Nishio bezeichnete Aikido als eine „Vergebende Kampfkunst“. Damit meinte er, dass man während einer Aikido-Technik den Angreifer bis zu sechsmal mit Atemi treffen und verletzten könnte, dies aber bewusst nicht macht. Es sei leicht, einen Angreifer zu verletzten, wenn man mühelos dazu in der Lage ist. Es sei aber schwer, gleich mehrmals darauf zu verzichten.

Nishio nannte seinen Stil selbst „Aikido Toho Iai“, betonte aber immer wieder, dass sein Aikido kein vom ihm verändertes Aikido ist, sondern das Aikido, wie er es von O Sensei gelernt hat.

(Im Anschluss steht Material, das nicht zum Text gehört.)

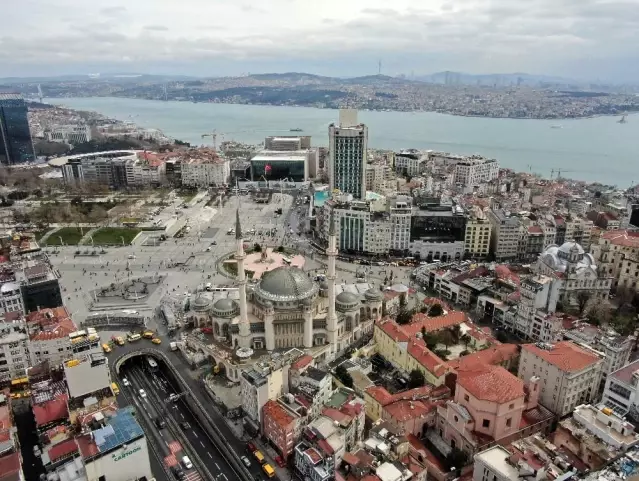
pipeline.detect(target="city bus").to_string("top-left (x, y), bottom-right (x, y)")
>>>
top-left (146, 356), bottom-right (158, 371)
top-left (262, 463), bottom-right (275, 478)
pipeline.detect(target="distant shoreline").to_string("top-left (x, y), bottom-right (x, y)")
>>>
top-left (48, 95), bottom-right (637, 121)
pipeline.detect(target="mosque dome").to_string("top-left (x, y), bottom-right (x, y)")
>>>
top-left (213, 298), bottom-right (239, 318)
top-left (255, 266), bottom-right (318, 302)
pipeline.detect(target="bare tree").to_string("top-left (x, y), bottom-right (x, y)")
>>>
top-left (576, 291), bottom-right (592, 316)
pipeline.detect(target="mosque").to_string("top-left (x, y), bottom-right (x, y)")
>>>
top-left (191, 210), bottom-right (384, 358)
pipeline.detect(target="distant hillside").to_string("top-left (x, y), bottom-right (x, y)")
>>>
top-left (415, 71), bottom-right (582, 87)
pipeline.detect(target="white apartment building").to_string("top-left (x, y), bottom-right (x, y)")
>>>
top-left (180, 157), bottom-right (231, 187)
top-left (487, 209), bottom-right (522, 262)
top-left (473, 444), bottom-right (534, 481)
top-left (240, 364), bottom-right (290, 431)
top-left (0, 282), bottom-right (24, 315)
top-left (453, 156), bottom-right (499, 187)
top-left (464, 207), bottom-right (493, 258)
top-left (0, 320), bottom-right (30, 383)
top-left (389, 196), bottom-right (412, 251)
top-left (395, 149), bottom-right (425, 177)
top-left (44, 125), bottom-right (91, 145)
top-left (517, 341), bottom-right (603, 416)
top-left (601, 360), bottom-right (639, 421)
top-left (328, 109), bottom-right (368, 199)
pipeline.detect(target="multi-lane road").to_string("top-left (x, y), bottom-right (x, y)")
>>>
top-left (119, 356), bottom-right (272, 481)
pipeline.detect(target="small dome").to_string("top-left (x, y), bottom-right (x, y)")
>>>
top-left (0, 282), bottom-right (20, 294)
top-left (191, 295), bottom-right (211, 311)
top-left (213, 298), bottom-right (238, 317)
top-left (364, 287), bottom-right (384, 301)
top-left (335, 291), bottom-right (359, 304)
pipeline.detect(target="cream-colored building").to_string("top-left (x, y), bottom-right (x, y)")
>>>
top-left (517, 341), bottom-right (603, 416)
top-left (535, 242), bottom-right (612, 305)
top-left (464, 206), bottom-right (493, 257)
top-left (590, 230), bottom-right (639, 291)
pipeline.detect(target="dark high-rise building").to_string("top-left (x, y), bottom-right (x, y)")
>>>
top-left (0, 92), bottom-right (35, 165)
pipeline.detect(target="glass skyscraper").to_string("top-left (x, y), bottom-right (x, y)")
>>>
top-left (0, 92), bottom-right (35, 165)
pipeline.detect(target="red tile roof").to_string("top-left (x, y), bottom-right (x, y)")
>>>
top-left (291, 354), bottom-right (313, 370)
top-left (262, 399), bottom-right (295, 429)
top-left (457, 364), bottom-right (524, 404)
top-left (33, 394), bottom-right (69, 426)
top-left (400, 311), bottom-right (468, 337)
top-left (0, 452), bottom-right (21, 480)
top-left (448, 344), bottom-right (519, 369)
top-left (522, 341), bottom-right (599, 372)
top-left (322, 407), bottom-right (353, 427)
top-left (384, 400), bottom-right (436, 423)
top-left (601, 230), bottom-right (639, 247)
top-left (49, 439), bottom-right (78, 462)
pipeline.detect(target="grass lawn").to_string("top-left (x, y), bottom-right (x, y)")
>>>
top-left (46, 227), bottom-right (84, 246)
top-left (93, 227), bottom-right (142, 245)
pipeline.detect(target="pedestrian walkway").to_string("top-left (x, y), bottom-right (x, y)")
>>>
top-left (78, 227), bottom-right (100, 246)
top-left (39, 227), bottom-right (62, 246)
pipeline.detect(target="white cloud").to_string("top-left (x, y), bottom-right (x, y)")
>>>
top-left (0, 0), bottom-right (639, 79)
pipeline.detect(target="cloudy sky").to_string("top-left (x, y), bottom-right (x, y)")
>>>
top-left (0, 0), bottom-right (639, 80)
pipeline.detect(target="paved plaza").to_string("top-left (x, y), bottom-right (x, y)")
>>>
top-left (48, 189), bottom-right (416, 321)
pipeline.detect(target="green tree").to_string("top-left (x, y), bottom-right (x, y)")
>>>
top-left (408, 369), bottom-right (426, 389)
top-left (437, 329), bottom-right (455, 349)
top-left (335, 364), bottom-right (353, 388)
top-left (395, 309), bottom-right (414, 324)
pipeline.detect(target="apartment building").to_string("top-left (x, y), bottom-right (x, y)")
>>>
top-left (44, 125), bottom-right (91, 145)
top-left (389, 196), bottom-right (412, 252)
top-left (328, 109), bottom-right (368, 200)
top-left (601, 361), bottom-right (639, 422)
top-left (464, 206), bottom-right (493, 259)
top-left (486, 209), bottom-right (522, 261)
top-left (591, 230), bottom-right (639, 291)
top-left (453, 156), bottom-right (499, 188)
top-left (0, 318), bottom-right (31, 385)
top-left (180, 149), bottom-right (231, 188)
top-left (517, 341), bottom-right (603, 416)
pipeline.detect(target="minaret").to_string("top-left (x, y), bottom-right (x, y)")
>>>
top-left (326, 210), bottom-right (337, 351)
top-left (235, 209), bottom-right (251, 347)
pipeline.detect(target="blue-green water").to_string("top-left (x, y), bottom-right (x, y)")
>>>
top-left (47, 97), bottom-right (639, 188)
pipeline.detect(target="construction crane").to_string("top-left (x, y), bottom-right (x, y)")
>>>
top-left (550, 169), bottom-right (579, 180)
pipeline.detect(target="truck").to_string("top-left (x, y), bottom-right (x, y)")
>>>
top-left (142, 331), bottom-right (155, 339)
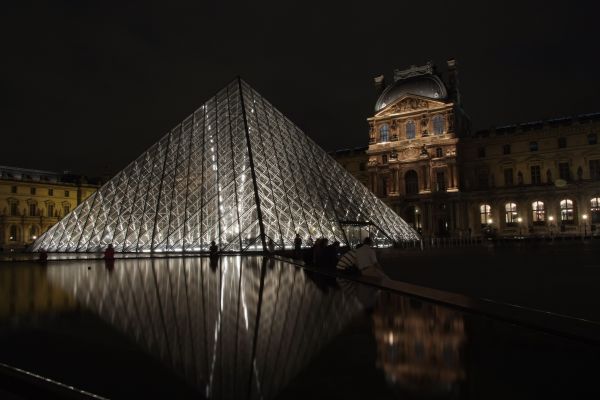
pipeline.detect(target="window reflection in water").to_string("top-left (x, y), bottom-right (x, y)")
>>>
top-left (373, 292), bottom-right (466, 394)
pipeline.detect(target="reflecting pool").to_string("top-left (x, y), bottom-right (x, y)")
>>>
top-left (0, 256), bottom-right (600, 399)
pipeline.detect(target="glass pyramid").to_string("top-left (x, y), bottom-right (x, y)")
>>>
top-left (33, 78), bottom-right (417, 252)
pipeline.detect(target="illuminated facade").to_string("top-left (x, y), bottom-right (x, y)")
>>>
top-left (34, 79), bottom-right (416, 252)
top-left (358, 60), bottom-right (600, 237)
top-left (0, 166), bottom-right (98, 250)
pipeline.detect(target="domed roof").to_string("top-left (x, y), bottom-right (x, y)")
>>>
top-left (375, 75), bottom-right (448, 112)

Shoji Nishio hat sein Lehrsystem in einer Reihe von Büchern und Lehrfilmen dargelegt.

Nishio: Aikido Toho Iai

Mitsugi Saotome – Ueshiba Schools of Aikido

Mitsugi Saotome (geb. 1937) startete seine Kampfkunstausbildung als Jugendlicher mit dem Judo und trat 1955 in das Aikikai Honbo Dojo Tokio ein, um unter O Sensei zu trainieren. 1958 wurde er ein Uchi-Deshi und blieb es, bis zum Tod seines Lehrers 1969. Saotome begann 1960 im Hombu Dojo mit dem Unterrichten und wurde später zum Senior-Ausbilder ernannt. Als leitender Ausbilder war er der Hauptwaffenausbilder bis 1975. Er entschied sich, in die USA zu gehen, um dort O Senseis Botschaft von Frieden und Harmonie zu verbreiten. In den USA gründete Saotome eine Organisation, die als Aikidoschulen von Ueshiba bekannt ist.

Saotome ist besonders geschickt im Gebrauch traditioneller japanischer Waffen (Jo, Bo, Bokken). Er hat auch ein System für die Arbeit mit zwei Schwertern im Aikido entwickelt. Saotome ist der Ansicht, dass das Erlernen der Waffenformen nicht nur Geschwindigkeit und Beweglichkeit, sondern auch die Harmonie mit dem Partner erhöht. Anmut und Perfektion sind für ihn dabei sehr wichtig, da ein einziger versehentlicher Schlag mit einer dieser Übungswaffen entsetzlich schmerzhaft sein kann.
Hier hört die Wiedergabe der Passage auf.